David Montgomery's Volume Concerns Make Him a Scary Investment in Fantasy Football
Going into last year, David Montgomery was viewed as a possible breakout player.
It didn't happen for him.
But the Bears are leaning on their sophomore back to increase his production after a rookie year of 267 total touches. There's hope Montgomery will take a leap in what should be a better Chicago offense with Nick Foles under center after Mitchell Trubisky imploded in 2019.
How should you handle Montgomery in season-long fantasy football this year?
Montgomery's Rookie Year
Going into last season, Montgomery was being drafted as high as the third round. While he didn't live up to that draft cost, he is still a key cog in the Bears' offense and is cheaper this time around, with his PPR average draft position sitting at 55th overall (RB23), per Fantasy Football Calculator.
Montgomery finished 2019 as the RB24 with 170.3 fantasy points (10.7 per game) in PPR leagues, and he was the RB22 with 145.4 points (9.1 per game) in standard formats. That's not a terrible season by any means, but it's disappointing given where he was drafted last year. While he saw a good amount of carries a season ago, Montgomery failed to offer much of a ceiling in a poor Chicago offense, and the weekly floor was ugly, too, because he didn't do a lot in the passing game (more than three targets in only three of 16 games).
In all, Montgomery had 16-plus PPR points in just four of 16 outings while posting single-digit points nine times.
He finished with 1,074 total yards and seven total touchdowns. Montgomery rushed for 889 yards and six scores on the 13th-most carries (242). He received just 35 targets on the season (2.2 per game), catching 25 of them for 185 yards and a score.
Teammate Tarik Cohen was targeted the third-most times among all running backs (104), trailing only Austin Ekeler (108) and Christian McCaffrey (142). Cohen's touches took away much of Montgomery's weekly floor -- as well as dinging Montgomery's ceiling -- as the rookie was prone to being game scripted out of the Bears' plans when they got behind.
Where Should You Draft Him in 2020?
As we mentioned above, Montgomery is currently the RB23 in PPR leagues.
That puts him in the range of guys like Mark Ingram (RB20), Marlon Mack (RB21), Kenyan Drake (RB22) and Phillip Lindsay (RB24). All of these players have volume concerns heading into 2020, but you can make the argument Montgomery might see more carries than all of these backs -- with the exception of Drake, who should see plenty of touches this year.

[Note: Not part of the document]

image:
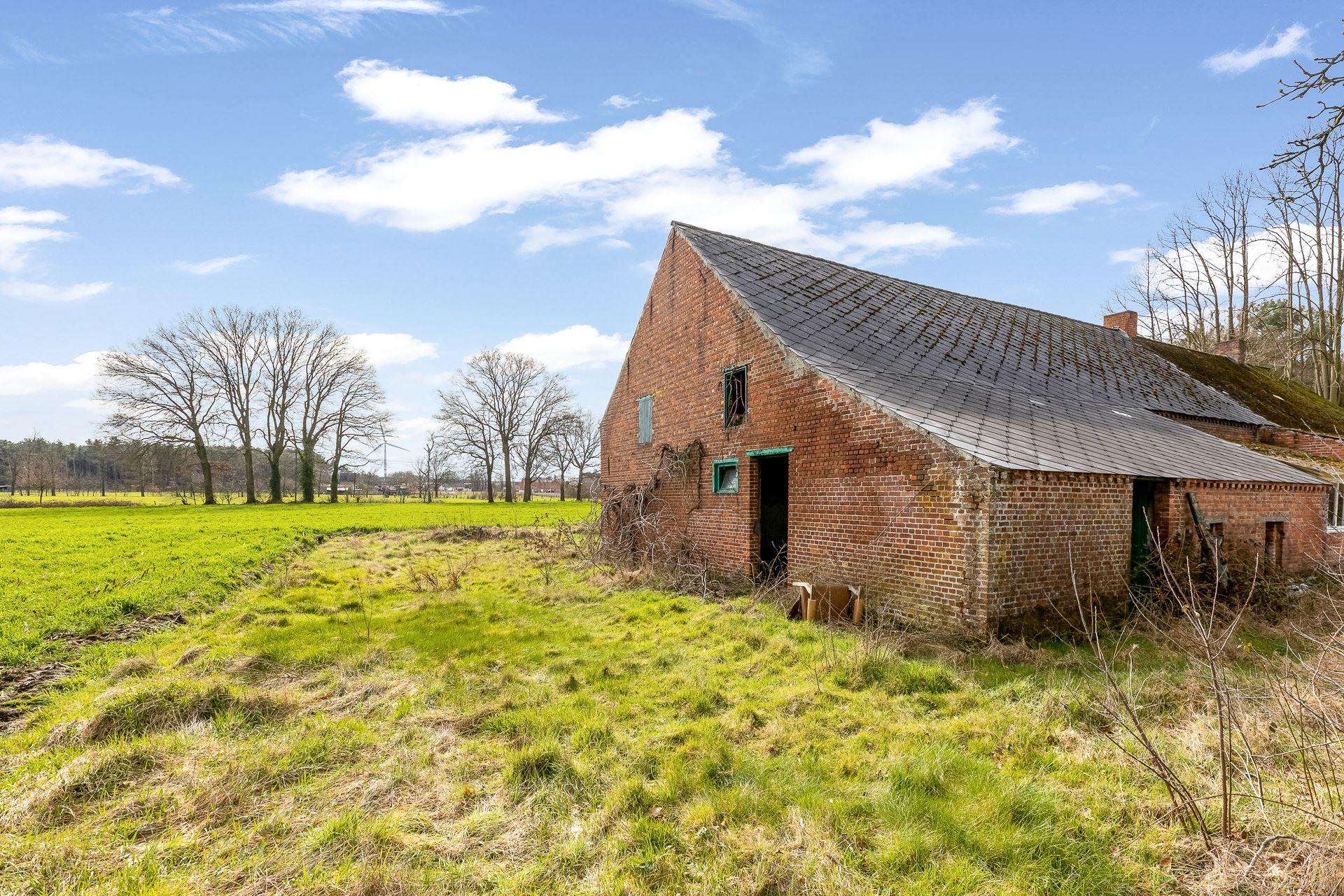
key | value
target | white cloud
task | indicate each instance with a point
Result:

It's worth noting the success Montgomery had against the NFC North as a rookie. Versus division opponents in 2019, Montgomery put up solid numbers in games against the Detroit Lions and Minnesota Vikings, though the sample is obviously small.
|Rushing Yards||135 (67.5 ypg)||57 (28.5)||166 (83)|
|Average Standard Fantasy Points||10.35||4.7||12|
His third- and fourth-highest PPR outputs came versus the Lions (16.7) and Vikings (17.3), with the Vikings game in Week 17. Montgomery recorded 40.2% of his rushing yards in Chicago's six division games and 28.5% of his touchdowns came against the NFC North. That's good news since he'll obviously see plenty of these defenses in 2020.
At the end of the day, as long as Cohen is around, Montgomery is going to have a capped ceiling and a bottomless floor on a weekly basis.
There's a chance Chicago's offense is better in 2020 with Foles at the controls, and if that's the case, it would be a big boost to Montgomery's value. As the Bears' goal-line back and lead runner, Montgomery should have more touchdowns in a better offense, and more positive game scripts would likely mean more carries.
But it's not a lock Foles elevates the offense -- or even that he starts over Trubisky all season.
Montgomery may have been a victim of a bad offense as a rookie as his 75 evaded tackles (13th) and 28.1% juke rate (13th), per PlayerProfiler, aren't bad clips. He might actually be a good running back. But Chicago's offense could very well struggle again in 2020, and Montgomery will have volume concerns as long as Cohen is around.
On the bright side, with Cohen in the final year of his rookie deal, Montgomery's outlook could be enhanced in 2021, giving him added appeal in dynasty leagues.
In redraft, however, Montgomery is priced fairly as a back-end RB2 (top-24). That's the range where you're going to have to be willing to overlook some things with any running back, and Montgomery is no different.
Montgomery isn't a guy to reach for this draft season; let him fall to you.